Chapter One: Parasites and Biological Invasions: Predicting Ecological Alterations at Levels From Individual Hosts to Whole Networks
Chapter Two: Novel and Disrupted Trophic Links Following Invasion in Freshwater Ecosystems
Chapter Three: Importance of Microorganisms to Macroorganisms Invasions: Is the Essential Invisible to the Eye?
Chapter Four: Massively Introduced Managed Species and Their Consequences for Plant–Pollinator Interactions
Chapter Five: Invasions of Host-Associated Microbiome Networks
Dave Bohan is an agricultural ecologist with an interest in predator-prey regulation interactions. Dave uses a model system of a carabid beetle predator and two agriculturally important prey; slugs and weed seeds. He has shown that carabids find and consume slug prey, within fields, and that this leads to regulation of slug populations and interesting spatial 'waves' in slug and carabid density. The carabids also intercept weed seeds shed by weed plants before they enter the soil, and thus carabids can regulate the long-term store of seeds in the seedbank on national scales. What is interesting about this system is that it contains two important regulation ecosystem services delivered by one group of service providers, the carabids. This system therefore integrates, in miniature, many of the problems of interaction between services.Dave has most recently begun to work with networks. He developed, with colleagues, a learning methodology to build networks from sample date. This has produced the largest, replicated network in agriculture. One of his particular interests is how behaviours and dynamics at the species level, as studied using the carabid-slug-weed system, build across species and their interactions to the dynamics of networks at the ecosystem level.
Dr Alex Dumbrell works at the School of Biological Sciences, University of Essex, UK.
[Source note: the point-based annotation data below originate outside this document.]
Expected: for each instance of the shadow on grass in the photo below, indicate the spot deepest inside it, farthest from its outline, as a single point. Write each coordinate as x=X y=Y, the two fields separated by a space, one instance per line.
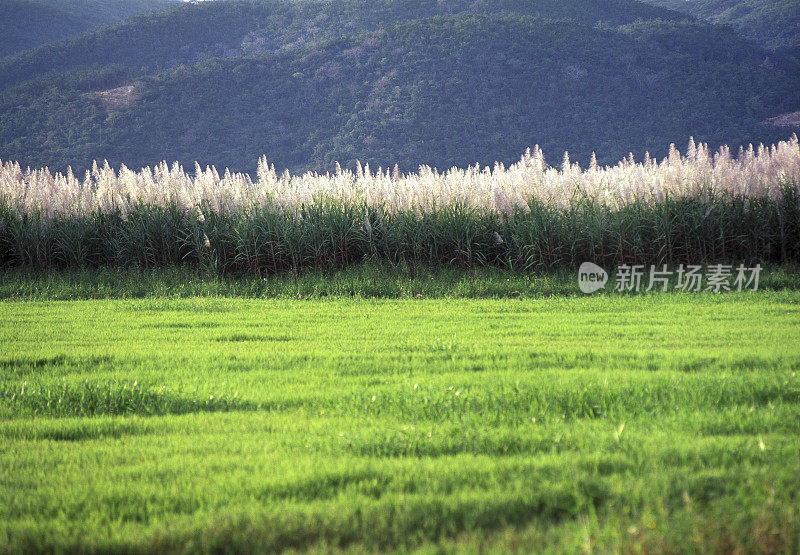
x=109 y=398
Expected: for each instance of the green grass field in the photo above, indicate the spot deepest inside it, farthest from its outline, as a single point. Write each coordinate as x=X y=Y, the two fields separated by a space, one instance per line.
x=564 y=423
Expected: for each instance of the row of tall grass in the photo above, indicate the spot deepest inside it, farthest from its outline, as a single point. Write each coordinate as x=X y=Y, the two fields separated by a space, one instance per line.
x=694 y=208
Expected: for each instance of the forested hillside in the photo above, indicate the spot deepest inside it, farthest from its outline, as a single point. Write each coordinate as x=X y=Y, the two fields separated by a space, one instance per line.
x=25 y=24
x=441 y=83
x=772 y=23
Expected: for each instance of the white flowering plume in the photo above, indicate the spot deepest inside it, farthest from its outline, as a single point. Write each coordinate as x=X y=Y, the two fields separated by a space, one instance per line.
x=753 y=172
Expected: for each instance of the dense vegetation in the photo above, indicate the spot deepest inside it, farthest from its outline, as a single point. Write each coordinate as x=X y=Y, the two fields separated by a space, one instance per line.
x=772 y=23
x=659 y=423
x=25 y=24
x=703 y=207
x=310 y=83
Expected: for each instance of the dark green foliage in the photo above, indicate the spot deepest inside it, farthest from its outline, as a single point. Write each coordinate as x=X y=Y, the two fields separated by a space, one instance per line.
x=702 y=228
x=407 y=83
x=772 y=23
x=445 y=92
x=25 y=24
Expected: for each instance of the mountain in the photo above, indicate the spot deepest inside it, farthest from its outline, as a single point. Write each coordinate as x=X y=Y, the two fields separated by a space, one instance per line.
x=188 y=33
x=771 y=23
x=309 y=84
x=25 y=24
François Massol is a researcher at the CNRS in the team "Evolution & Ecology" of the unit "Evolution, Ecology and Paleontology" at the University of Lille. He graduated from the Ecole Polytechnique (2002) and then obtained a PhD in ecology and evolutionary biology at the University of Montpellier (2008). After a post-doc at the University of Texas, he became a permanent researcher at the CNRS in Montpellier (2012) and then Lille (2014). His research covers the study of spatial dynamics of interspecific interactions and of diversification at intra- and inter-specific levels, mostly from a theoretical viewpoint. More generally, he is interested in evolutionary ecology questions pertaining to species interaction networks, spatially structured ecological systems, and the diversity and stability of these systems. He also regularly participates in interdisciplinary projects with researchers from mathematics, computer science, physics and social sciences, in particular on questions related to modeling and statistically analyzing contact and interaction networks.